128 Tennis Balls Can Be Arranged Approximately A Lot of Ways

tennis balls

Finally the breakthrough we’ve all been waiting for: scientific, theoretical clarity on the problem that seems to rule the world around us. How many times have we missed a flight because of “errors computing the number of ways in which 128 tennis balls can be stacked”?

How listless and depressed we become when asked by our whip-cracking boss to reorganize the display of 128 tennis balls on the main floor, but in a way that he hasn’t seen it done before! Well, the answer to our prayers is here. Unfortunately, it is basically impossible to understand. How many times can you stack 128 tennis balls in a different way? Well, it’s more ways than there are particles in the universe. So, uh, a lot.

That’s the conclusion of a team of researchers at the University of Cambridge in England, as described in a recent paper in the journal Physical Review E. Well, technically they ran computer simulations of 128 “soft spheres” with properties very similar to tennis balls. Both are examples of granular media.

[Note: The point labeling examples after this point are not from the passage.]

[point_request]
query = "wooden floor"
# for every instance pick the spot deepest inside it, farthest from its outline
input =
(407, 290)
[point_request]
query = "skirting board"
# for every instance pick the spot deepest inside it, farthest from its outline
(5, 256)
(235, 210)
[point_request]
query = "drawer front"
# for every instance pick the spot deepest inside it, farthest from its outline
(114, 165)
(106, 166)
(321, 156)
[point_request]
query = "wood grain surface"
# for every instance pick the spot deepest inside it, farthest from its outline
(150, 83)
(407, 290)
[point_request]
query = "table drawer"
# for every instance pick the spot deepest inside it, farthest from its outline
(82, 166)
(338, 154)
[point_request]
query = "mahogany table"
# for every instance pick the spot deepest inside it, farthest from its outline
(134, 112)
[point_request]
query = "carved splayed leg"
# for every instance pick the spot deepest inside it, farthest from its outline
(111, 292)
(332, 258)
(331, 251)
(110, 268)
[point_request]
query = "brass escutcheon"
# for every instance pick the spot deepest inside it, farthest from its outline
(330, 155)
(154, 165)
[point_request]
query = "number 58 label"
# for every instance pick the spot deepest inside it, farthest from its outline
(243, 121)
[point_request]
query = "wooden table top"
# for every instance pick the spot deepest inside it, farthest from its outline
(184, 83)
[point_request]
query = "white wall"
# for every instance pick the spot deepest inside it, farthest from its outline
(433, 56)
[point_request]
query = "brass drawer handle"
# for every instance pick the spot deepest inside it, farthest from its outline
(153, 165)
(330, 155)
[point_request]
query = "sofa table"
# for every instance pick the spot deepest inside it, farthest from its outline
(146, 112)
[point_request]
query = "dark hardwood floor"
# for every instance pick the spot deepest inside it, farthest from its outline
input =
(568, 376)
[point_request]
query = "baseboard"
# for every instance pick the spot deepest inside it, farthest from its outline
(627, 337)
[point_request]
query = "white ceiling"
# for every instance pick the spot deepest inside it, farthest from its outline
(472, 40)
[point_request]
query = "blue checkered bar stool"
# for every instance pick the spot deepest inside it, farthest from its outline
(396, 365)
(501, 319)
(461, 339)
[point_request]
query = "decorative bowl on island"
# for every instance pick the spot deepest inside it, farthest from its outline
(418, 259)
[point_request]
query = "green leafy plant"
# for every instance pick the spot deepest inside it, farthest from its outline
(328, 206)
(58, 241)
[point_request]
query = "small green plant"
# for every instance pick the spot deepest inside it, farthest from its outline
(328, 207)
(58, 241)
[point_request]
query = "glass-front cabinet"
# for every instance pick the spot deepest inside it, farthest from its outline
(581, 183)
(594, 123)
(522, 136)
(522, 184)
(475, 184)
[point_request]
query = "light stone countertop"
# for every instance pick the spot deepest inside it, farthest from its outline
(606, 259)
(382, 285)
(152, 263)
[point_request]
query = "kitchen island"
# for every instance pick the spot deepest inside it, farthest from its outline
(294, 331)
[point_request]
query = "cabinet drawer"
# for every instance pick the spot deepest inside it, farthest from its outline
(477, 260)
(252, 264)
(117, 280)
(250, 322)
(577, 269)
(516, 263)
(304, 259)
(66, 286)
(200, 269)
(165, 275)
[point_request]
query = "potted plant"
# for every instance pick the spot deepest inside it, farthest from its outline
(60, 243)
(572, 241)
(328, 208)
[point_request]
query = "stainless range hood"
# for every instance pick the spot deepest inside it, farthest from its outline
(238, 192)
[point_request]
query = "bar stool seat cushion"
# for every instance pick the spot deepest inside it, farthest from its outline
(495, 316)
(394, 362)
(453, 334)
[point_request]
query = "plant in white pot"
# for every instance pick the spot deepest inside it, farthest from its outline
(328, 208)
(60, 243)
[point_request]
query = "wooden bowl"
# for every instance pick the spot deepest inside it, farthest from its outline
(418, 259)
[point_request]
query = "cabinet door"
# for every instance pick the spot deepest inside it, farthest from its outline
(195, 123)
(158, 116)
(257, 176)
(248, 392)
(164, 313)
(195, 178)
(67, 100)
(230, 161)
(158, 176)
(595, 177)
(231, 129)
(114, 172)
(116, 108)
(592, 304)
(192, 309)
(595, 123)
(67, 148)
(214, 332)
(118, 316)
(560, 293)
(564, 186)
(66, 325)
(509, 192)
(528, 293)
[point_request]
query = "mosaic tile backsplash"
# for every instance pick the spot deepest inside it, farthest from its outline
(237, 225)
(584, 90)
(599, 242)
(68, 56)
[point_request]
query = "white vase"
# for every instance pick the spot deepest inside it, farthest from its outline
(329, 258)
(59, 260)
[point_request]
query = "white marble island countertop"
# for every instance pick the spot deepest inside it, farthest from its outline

There have been a number of studies using spheres on what’s known as the“packing problem,” but this is different. The Cambridge team was attempting to calculate a property called configurational entropy. Actually, that’s just a fancy jargon word for good old-fashioned entropy — more precisely, the statistical definition devised by the 19th century Austrian physicist Ludwig Boltzmann.

So this went from a simple Jenga-like math problem to a discussion of high-level physics in a hurry. In more accessible terms, a display of tennis balls or golf balls, etc. does not qualify as a “closed system” when it comes to traditional understandings of entropy. That’s because in a state of rest, nothing will happen. There’s no temperature movement, so nothing will melt or evaporate or even move without side interference.

To compensate, researchers switched some variables around and got a model that makes good sense. Unfortunately, the time it would take to process the equations (multiple lifetimes) and store the results (more matter than exists) means they had to take a shortcut. By analyzing a small portion of the system and extrapolating the results (think political exit polls), they came up with a satisfactorily accurate and still outrageously huge result: 10^250.

There’s apparently a lot of practical applications for this breakthrough, not the least of which is to let the poor guy with the tennis balls stop stacking.